Altogether, the combination of patient- and guardian-reported outcomes and clinical improvement indicate an opportunity to change the landscape of care strategy for pediatric patients with Alagille syndrome.
In the second segment of an interview with HCPLive, ASSERT investigator Nadia Ovchinsky, MD, director of the division of pediatric gastroenterology and hepatology in the department of pediatrics at NYU Grossman School of Medicine, discussed the significance of the ASSERT trial data and how they relate to real-world Alagille syndrome management.

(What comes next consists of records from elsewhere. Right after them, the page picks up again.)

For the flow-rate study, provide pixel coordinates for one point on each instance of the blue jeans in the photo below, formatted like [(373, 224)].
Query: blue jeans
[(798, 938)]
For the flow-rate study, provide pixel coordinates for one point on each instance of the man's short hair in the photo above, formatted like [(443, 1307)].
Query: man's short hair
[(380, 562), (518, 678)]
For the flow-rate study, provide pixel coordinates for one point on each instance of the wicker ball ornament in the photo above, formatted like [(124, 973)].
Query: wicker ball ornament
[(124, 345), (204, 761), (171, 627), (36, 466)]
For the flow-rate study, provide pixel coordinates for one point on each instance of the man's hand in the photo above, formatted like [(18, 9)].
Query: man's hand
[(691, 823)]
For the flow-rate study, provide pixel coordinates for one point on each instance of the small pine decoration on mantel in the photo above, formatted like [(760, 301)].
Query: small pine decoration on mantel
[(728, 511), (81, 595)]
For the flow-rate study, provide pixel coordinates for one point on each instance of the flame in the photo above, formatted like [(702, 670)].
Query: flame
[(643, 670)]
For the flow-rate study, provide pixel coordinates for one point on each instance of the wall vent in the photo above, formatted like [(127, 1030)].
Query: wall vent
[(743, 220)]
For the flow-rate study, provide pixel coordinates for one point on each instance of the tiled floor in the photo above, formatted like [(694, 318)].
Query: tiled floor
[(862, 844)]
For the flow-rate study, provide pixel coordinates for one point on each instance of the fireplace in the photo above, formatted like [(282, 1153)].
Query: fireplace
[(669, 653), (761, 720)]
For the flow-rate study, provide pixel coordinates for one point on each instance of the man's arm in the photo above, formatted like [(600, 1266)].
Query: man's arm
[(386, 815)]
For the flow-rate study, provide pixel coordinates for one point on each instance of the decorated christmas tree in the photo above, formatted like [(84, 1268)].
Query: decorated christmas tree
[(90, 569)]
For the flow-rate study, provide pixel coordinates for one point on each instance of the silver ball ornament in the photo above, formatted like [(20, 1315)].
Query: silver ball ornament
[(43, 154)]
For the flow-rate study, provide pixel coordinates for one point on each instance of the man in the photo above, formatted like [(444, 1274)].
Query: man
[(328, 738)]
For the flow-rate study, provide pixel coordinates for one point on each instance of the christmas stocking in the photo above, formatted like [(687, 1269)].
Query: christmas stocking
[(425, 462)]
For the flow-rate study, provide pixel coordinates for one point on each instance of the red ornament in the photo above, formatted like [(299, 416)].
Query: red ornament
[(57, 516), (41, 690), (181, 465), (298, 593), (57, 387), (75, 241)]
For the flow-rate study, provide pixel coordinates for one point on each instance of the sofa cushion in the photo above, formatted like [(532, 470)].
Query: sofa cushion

“The results of reduction in pruritus were very early onset; they were statistically significant, and also they were clinically meaningful to our patient population,” Ovchinsky explained. “Reduction in bile acid levels was a key secondary outcome, and probably one of the most important things we saw in this trial…was the effect on sleep parameters.”
Ovchinsky stressed that sleep parameters in this patient population is an “important reflection of quality of life for children, but also for families.”
“It’s also impressive just to hear feedback from parents…that families saw a significant reduction in all the efforts it took for the kids to go to sleep, for the kids to pay in attention in class or at home due to a decrease in pruritus,” she said.
Headed into the PDUFA date for odevixibat next week, Ovchinsky discussed prospectively the benefit of multisystemic drugs on patients with Alagille syndrome.
“It’s great to have medications that can have real impact on patients and family,” Ovchinsky said. “Up until IBAT inhibitors were developed, all we had for these challenging patient populations are medications that didn’t really work and surgical options like liver transplant.”
The latter strategy is a key pain point for Ovchinsky and colleagues, who struggle to deliver a liver transplant for patients on the basis of their itch symptoms being too burdensome.
“To have a drug that may change the landscape of why we need a transplant in this patient population would be incredible,” she said.